JRD and AD declare grants from the Wellcome Trust and Engineering and Physical Sciences Research Council (EPSRC; GIFT-Surg Project). PDC is supported by a UK National Institute for Health Research (NIHR) professorship. MD declares grants from the Wellcome Trust, EPSRC, and NIHR. Other authors declare no competing interests.

Figures

Figure 1
Figure 1. T2-weighted MRIs of two fetuses with neck masses
(A) Fetus at 31 weeks and 6 days’ gestation with a lymphatic malformation (marked by an asterisk) of the posterolateral left neck, with arrows pointing to internal septations. The 3D model (top right) shows the lesion (green) lying separate to the fetal airway, major vessels, and CNS structures. The corresponding fetal ultrasound is shown bottom right. (B) Fetus at 33 weeks and 4 days’ gestation with an oropharyngeal teratoma (marked by an asterisk) in relation to the tongue (green arrow). The sagittal and coronal views in the two central images show the relationship to the fetal airway. The corresponding fetal ultrasound is shown bottom right.
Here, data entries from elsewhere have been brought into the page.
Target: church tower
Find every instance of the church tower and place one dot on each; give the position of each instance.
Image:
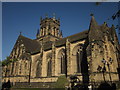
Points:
(49, 29)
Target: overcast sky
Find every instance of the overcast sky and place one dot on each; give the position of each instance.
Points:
(74, 18)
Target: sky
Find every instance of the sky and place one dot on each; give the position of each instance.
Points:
(74, 18)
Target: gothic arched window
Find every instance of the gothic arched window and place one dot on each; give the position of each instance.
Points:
(38, 69)
(49, 64)
(77, 58)
(49, 67)
(61, 62)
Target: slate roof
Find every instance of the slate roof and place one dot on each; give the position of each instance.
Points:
(33, 46)
(72, 38)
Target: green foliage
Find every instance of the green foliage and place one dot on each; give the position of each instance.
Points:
(61, 82)
(7, 61)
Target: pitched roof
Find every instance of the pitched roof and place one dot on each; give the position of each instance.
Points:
(32, 46)
(72, 38)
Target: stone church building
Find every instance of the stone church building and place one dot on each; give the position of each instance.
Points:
(92, 55)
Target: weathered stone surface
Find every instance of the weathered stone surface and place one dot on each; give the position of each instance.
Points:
(50, 56)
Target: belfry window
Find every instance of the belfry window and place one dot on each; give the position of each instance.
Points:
(49, 67)
(63, 64)
(78, 58)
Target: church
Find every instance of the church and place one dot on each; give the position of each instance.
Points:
(92, 55)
The 3D model (top right) shows the 85 cm3 tumour mass (green) and tongue (pink). 3D=three-dimensional. USS=ultrasound scan.
Figure 2
Figure 2. T2-weighted MRI and three-dimensional models of three fetuses with lesions of the thorax
(A) Fetus of 24 weeks’ gestation with a lesion of left lower lung showing a microcystic congenital pulmonary airway malformation of the left lower lobe (marked by an asterisk), also shown in 3D (green), with heart (red) and lungs (lilac). (B) Fetus of 24 weeks’ gestation with bronchopulmonary sequestration (marked by an asterisk) and right congenital diaphragmatic hernia. Reorientation to true sagittal shows a feeding vessel arising from the aorta. Note the right-sided diaphragmatic hernia containing the bowel (yellow), gallbladder, and stomach. Kidneys are shown in the coronal plane. 3D models show bronchopulmonary sequestration (green), lungs (lilac), and heart (red). (C) Fetus of 33 weeks’ gestation with a left-sided congenital diaphragmatic hernia, containing stomach and intestine (yellow), and liver (brown) within the hernia, and showing the heart (red) and lung (lilac) in relation to hernial content. 3D=three-dimensional. A=aorta. B=bowel. G=gallbladder. H=heart. K=kidney. L=lung. Lv=Liver. S=stomach. V=vessel.
Figure 3
Figure 3. MRIs of two fetuses with abdominal wall defects
(A) Fetus at 34 weeks and 6 days of gestation with exomphalos (arrows on axial image, top left). The 3D image shows that the exomphalos contains the liver (brown) and the prominent umbilical vein (red) follows a twisting and irregular course (arrows; lung shown in lilac). The lower middle panel shows marked angulation of the thoracic spine. Bowel in the associated diaphragmatic hernia is shown in the lower right image with the compressed left lung. (B) Gastroschisis, with no sign of bowel dilatation on the MRI. The exteriorised bowel (arrows, left image) and insertion (arrow, central image) of umbilical cord are shown. Image on the right shows the referring ultrasound scan. B=bowel. I=lung. Lv=liver. S=spine. UC=umbilical cord. V=vein.
Figure 4
Figure 4. MRIs of two fetuses with oesophageal atresia
(A) Fetus at 32 weeks and 5 days of gestation has a dilated upper pouch (marked by an asterisk), displacing the trachea (blue arrowhead) in the axial view (upper right image). A two-vessel umbilical cord (red arrow) can be seen in the sagittal plane (top middle image). The postnatal CT (lower two images) shows a long-segment common tracheoesophageal channel (encircled, left) and distal fistula arising from the left main bronchus (red arrow, right). (B) Fetus at 30 weeks and 5 days of gestation has a dilated upper pouch (marked by an asterisk in the left image and an arrow in the central image) and normal stomach (arrowhead), suggesting a distal fistula. Gap measurement is possible in the sagittal image (right). bSSFP=balanced steady-state free precession MRI.
Figure 5
Figure 5. MRIs of two fetuses with spina bifida
(A) Open spina bifida (non-eligible for fetal surgery). First and second sacral vertebral defect with cord, dorsal sac (arrow), and placode. The three-dimensional model shows intervertebral discs (yellow) and spinal canal (blue). (B) Open spina bifida (eligible for fetal surgery). Low sacral defect with hindbrain herniation (upper arrow on sagittal view). C=spinal cord. P=placode.